On suit le cheminement intérieur, les pensées et les sentiments – ceux qu'elle tient tant à repousser – de cette éminente spécialiste du terrorisme, qui l'assaillent au fur et à mesure de sa quête pour retrouver son violeur, l'entourage de celui-ci et d'autres victimes potentielles.

Le déni, qui l'a aidée à faire face à de sombres crapules, lui aurait ainsi permis de développer des facultés d'hypervigilance que l'on retrouve fréquemment dans les états de stress post-traumatiques (ESPT). Mais d'autres conséquences physiques et psychologiques sont beaucoup plus lourdes à porter : distanciation extrême vis-à-vis du ressenti d'autrui pour ne pas se confronter au sien propre, perte de repères spatiaux, somnolence, …
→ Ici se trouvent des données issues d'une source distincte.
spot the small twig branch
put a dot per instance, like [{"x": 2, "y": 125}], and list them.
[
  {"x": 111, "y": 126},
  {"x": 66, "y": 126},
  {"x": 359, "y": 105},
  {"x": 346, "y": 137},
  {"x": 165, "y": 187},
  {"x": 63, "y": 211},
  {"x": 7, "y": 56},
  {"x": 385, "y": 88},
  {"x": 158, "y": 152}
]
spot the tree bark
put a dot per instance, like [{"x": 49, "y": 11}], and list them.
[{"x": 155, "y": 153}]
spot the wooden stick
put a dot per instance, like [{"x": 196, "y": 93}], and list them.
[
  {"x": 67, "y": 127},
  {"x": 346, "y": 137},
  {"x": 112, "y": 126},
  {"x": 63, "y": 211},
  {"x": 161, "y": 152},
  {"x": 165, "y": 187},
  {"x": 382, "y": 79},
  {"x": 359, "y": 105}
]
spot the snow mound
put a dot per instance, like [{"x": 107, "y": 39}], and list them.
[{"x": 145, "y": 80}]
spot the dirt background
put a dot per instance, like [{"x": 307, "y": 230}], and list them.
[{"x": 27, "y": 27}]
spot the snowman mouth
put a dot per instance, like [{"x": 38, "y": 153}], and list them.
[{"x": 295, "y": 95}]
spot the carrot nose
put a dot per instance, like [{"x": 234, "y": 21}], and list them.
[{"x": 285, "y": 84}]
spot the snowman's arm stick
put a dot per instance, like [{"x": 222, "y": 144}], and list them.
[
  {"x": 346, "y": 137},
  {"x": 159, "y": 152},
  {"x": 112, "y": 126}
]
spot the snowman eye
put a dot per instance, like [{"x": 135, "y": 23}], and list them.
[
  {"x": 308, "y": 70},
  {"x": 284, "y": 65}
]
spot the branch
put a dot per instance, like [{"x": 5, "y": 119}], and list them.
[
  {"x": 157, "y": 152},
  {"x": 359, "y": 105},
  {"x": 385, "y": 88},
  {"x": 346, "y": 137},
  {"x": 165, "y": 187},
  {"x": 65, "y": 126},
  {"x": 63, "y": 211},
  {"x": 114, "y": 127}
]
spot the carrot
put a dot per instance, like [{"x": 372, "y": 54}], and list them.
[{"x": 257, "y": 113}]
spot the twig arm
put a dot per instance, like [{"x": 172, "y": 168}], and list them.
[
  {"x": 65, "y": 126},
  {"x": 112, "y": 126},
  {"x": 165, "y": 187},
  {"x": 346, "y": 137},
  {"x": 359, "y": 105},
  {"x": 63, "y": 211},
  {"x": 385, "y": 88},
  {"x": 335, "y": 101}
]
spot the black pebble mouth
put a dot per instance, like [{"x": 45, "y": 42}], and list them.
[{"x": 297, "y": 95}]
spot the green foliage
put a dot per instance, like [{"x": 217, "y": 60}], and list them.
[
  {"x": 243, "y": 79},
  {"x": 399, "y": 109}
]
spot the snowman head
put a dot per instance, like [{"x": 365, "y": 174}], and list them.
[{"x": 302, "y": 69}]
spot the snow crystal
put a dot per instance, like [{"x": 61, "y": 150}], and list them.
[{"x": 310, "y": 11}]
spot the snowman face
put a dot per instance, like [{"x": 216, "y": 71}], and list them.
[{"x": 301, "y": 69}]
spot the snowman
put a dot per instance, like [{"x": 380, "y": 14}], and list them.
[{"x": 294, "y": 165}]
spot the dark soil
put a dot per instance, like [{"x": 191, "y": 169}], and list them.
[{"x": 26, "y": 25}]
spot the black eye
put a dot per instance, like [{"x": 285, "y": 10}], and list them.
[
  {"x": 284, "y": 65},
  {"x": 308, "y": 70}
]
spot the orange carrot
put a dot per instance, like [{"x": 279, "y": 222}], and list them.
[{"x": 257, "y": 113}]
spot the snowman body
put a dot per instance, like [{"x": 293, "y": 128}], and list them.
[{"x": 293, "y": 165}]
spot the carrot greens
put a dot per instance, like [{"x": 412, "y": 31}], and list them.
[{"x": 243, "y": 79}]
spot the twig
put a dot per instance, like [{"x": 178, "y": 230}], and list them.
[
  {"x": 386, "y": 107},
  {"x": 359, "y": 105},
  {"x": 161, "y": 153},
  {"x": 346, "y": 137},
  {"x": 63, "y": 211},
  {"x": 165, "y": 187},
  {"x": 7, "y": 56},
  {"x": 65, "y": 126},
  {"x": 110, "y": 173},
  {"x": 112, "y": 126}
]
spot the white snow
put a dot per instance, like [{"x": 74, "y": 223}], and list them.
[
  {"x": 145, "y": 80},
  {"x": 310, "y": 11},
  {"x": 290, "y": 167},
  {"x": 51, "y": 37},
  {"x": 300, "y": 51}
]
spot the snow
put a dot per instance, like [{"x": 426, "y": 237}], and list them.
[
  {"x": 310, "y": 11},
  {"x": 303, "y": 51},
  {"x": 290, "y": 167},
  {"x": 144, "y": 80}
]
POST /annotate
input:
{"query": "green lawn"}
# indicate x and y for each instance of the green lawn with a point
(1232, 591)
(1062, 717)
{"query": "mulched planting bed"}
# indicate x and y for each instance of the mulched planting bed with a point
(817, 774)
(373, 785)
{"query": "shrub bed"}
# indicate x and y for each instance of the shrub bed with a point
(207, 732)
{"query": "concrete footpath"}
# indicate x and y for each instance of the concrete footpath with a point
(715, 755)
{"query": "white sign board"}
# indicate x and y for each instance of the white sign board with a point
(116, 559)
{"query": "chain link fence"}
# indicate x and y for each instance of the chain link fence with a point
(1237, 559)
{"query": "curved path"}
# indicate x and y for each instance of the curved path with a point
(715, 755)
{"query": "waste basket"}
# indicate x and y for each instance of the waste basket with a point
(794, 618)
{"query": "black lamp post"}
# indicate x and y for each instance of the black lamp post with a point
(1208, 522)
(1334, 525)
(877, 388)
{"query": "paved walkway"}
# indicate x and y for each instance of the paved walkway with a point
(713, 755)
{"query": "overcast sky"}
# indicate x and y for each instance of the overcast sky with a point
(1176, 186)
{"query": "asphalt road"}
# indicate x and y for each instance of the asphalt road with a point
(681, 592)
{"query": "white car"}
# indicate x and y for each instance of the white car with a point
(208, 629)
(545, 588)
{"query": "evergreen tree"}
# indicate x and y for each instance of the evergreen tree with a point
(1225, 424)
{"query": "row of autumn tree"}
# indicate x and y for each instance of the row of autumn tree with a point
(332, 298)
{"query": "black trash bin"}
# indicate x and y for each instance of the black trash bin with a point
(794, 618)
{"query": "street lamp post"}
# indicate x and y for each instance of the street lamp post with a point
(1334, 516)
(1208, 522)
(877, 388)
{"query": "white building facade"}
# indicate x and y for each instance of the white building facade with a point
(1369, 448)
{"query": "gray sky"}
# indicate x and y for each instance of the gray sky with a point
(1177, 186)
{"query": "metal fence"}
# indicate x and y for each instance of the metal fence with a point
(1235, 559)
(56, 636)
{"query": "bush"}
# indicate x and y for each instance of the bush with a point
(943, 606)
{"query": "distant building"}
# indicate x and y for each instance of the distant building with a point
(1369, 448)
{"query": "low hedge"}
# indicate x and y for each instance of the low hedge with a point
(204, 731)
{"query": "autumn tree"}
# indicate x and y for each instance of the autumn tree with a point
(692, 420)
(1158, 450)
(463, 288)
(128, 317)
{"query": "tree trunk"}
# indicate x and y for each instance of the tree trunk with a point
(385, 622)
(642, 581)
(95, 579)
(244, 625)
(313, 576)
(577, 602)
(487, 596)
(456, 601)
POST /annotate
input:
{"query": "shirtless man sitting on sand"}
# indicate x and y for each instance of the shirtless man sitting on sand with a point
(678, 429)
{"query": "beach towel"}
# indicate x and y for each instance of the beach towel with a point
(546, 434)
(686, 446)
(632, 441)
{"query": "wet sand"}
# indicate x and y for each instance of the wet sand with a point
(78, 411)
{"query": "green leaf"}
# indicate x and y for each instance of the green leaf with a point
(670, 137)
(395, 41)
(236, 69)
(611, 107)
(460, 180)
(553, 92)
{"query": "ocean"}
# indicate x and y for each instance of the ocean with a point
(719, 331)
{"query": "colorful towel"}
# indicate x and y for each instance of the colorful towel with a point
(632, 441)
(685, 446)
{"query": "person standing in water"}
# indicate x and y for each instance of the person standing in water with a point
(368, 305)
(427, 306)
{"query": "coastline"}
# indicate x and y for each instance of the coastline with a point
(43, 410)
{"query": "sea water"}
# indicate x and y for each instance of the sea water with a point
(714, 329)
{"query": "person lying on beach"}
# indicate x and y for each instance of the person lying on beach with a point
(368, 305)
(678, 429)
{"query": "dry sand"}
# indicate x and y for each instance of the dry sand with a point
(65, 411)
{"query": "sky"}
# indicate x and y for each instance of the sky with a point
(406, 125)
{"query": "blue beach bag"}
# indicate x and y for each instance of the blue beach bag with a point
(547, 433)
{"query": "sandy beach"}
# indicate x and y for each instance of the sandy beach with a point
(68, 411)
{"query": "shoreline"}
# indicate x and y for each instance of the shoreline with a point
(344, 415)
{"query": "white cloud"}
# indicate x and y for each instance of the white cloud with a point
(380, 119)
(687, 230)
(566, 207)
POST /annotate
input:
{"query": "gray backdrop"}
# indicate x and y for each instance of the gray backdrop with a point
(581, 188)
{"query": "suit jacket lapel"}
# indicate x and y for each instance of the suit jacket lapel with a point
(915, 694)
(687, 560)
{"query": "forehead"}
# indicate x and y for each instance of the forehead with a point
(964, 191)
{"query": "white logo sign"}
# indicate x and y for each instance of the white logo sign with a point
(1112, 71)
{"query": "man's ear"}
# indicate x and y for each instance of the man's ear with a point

Elle évoque la honte qui semble marquer toute personne qui se déclare victime de violences, le regard des autres qui change, l'impossibilité parfois à se considérer pleinement comme une victime.

Son travail de recherche sur les effets du déni de terreur par la victime elle-même, son entourage, voire la société, est tout à la fois violent et passionnant. Violent, car pour se départir de ce déni, il faut poser enfin des mots sur des actes (et quel acte de bravoure que d'oser lire les dossiers des autres victimes, rangés dans la corbeille de la cheminée !) ; passionnant, car Jessica Stern évoque différentes typologies de ce déni, et notamment les traumatismes transgénérationnels et les effets d'un manque de communication à ce sujet sur les enfants et petits-enfants de ceux qui les ont subis. Elle s'interroge également, avec effroi, sur la persistance de la colère, rentrée bien souvent, face à une violence subie, qui amènerait une ancienne victime à devenir elle-même un agresseur.

Malgré mon grand intérêt, j'ai cependant eu bien du mal à lire ce livre, notamment du fait enfin de l'empathie que je n'ai pu manquer d'éprouver pour l'auteure.

La distanciation éprouvante qu'elle s'impose pour ne pas ressentir elle-même cette empathie qui la ferait s'effondrer, c'est ce que j'ai essayé de pratiquer tout au long de cette lecture, que j'ai dû hâcher, jour après jour, pour ne pas y succomber.

C'est un livre dont je relirai certains passages, car la réflexion qu'il offre sur le silence organisé autour des violences subies est un vrai coup de pied dans une fourmilière encore trop « susceptible » à cet égard, même si l'édition initiale date de 2010, et que « MeToo » a depuis fait exploser le système.

Il s'agit donc d'un ouvrage que je recommande aux victimes de violences, car il peut les aider dans leur cheminement vers la guérison ou, à défaut, à la prise de conscience de leur « statut de victime » et à ceux qui s'interrogent également à cet égard, mais avec de grandes précautions tant il est bouleversant.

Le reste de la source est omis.